We at CFSF are here to support you. But, as I’ve learned over the years, our support must come from behind the scenes. We are here to help make your life as a foster parent as normal as possible and let that extend into the lives of the children in your care. We will work to arrange respite, case aide support, interface with social workers, pay you on time and properly, arrange visitation services, ensure you are respected by the social work team, etc.
While CFSF does have periodic activities for foster families (bowling, Christmas parties, summer activities), this is not a mainstay of our agency. Although it is important to come together and enjoy the company of each other, CFSF will never be a substitute for family. You, as foster parents, are able to connect children to your church, extended family, friends, clubs, sports, etc. and allow them to form natural bonds.
Working behind the scenes is not an ego builder, but seeing the outcomes brings us great joy. I have often said that when kids are adopted or move on to permanency and the years go by, I hope they don’t even remember we exist. In other words, if we can normalize kids within your family, reinforcing you as parent, we have done a good thing.
Since we encourage family, we will look to you to resolve issues. We will not always come riding in on a white horse to save the day. We believe a problem solved within a family is far more productive for children than when an agency is seen as the primary problem solver. With this said, we NEVER want you to hide issues that need to be reported. We are about supporting foster families and allowing them to have their own unique parenting style as long as it is within WAC guidelines.

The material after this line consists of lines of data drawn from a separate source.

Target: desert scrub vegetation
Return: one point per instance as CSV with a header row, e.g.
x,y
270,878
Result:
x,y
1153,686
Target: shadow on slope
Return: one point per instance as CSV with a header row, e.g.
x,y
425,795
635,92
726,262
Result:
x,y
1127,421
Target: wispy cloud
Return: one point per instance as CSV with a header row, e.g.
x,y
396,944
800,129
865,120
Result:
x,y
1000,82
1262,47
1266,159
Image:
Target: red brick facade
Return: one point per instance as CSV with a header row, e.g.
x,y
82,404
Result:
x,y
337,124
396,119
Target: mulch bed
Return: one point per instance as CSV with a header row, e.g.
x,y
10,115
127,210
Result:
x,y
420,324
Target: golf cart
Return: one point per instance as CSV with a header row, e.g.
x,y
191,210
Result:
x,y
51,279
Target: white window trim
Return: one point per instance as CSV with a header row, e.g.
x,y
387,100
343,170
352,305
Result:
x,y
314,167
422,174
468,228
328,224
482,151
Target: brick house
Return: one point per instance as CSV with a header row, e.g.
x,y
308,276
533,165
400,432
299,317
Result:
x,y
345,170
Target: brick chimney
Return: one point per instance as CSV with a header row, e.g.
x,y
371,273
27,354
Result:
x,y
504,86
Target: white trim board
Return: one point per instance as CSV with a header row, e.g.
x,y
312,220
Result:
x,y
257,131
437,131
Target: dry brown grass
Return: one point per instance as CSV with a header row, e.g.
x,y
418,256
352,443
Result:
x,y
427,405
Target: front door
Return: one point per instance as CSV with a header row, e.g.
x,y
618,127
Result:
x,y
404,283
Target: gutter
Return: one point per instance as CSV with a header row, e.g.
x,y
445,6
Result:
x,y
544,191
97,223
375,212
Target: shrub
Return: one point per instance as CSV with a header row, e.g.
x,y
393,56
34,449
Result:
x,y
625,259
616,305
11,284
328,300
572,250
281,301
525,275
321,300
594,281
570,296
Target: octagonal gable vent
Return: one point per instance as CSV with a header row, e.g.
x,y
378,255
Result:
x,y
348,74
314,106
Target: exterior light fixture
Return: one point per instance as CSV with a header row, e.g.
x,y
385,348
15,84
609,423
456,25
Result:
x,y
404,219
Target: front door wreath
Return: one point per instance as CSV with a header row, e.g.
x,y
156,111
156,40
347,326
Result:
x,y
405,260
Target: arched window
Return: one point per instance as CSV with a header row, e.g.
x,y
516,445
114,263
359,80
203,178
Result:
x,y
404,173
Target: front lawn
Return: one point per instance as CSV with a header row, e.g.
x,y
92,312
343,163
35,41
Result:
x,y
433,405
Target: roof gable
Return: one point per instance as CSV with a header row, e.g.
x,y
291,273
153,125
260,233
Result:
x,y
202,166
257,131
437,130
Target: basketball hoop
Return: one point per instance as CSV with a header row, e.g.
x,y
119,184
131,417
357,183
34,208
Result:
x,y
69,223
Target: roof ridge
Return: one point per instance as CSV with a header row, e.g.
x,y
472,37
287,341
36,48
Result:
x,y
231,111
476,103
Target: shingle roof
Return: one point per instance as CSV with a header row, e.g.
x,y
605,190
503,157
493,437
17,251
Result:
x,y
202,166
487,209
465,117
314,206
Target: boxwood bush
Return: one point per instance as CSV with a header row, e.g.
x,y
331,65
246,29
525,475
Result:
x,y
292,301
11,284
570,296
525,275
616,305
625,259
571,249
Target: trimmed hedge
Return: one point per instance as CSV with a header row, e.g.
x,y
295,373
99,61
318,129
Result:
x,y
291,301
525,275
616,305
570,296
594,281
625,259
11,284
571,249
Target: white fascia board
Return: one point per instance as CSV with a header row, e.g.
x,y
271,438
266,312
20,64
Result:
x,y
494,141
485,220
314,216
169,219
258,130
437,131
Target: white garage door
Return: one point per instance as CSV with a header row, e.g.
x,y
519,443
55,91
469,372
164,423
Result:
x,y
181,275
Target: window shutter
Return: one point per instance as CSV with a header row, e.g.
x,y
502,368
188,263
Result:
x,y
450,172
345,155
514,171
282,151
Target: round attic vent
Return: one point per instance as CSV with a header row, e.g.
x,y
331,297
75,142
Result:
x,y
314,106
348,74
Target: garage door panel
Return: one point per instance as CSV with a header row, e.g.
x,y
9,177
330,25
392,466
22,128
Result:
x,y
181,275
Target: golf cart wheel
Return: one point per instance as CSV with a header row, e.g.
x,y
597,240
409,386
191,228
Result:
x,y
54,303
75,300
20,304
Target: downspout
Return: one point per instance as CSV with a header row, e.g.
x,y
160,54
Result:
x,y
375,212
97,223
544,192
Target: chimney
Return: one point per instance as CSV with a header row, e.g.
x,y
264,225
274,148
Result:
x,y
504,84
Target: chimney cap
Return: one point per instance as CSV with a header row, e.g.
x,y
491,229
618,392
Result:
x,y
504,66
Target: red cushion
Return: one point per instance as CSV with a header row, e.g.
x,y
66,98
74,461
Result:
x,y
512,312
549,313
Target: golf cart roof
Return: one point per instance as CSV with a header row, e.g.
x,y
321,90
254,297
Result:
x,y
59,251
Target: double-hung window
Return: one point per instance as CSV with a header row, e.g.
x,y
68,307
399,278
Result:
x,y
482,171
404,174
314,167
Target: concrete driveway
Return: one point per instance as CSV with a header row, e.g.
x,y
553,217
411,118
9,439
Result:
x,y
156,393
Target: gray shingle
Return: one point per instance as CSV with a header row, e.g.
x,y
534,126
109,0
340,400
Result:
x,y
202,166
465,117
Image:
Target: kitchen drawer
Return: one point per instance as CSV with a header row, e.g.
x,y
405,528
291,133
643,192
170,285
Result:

So as we move into the future, with God’s grace and guidance, we must be mindful of both our role and your role. We will always strive to be honest and straight forward with you. If issues arise we will come to you first. We will always work with you and for you and, in return, we know that you will do likewise for the children placed in your care.
In closing I want to thank you all for becoming foster parents. I truly believe being a foster parent is the highest calling. It is a wonderful thing to bring in children you don’t know and give them love, safety, and a nurturing home … children who often times come to you in rough shape with more than challenging behaviors. I am very proud to join with you in helping children in need.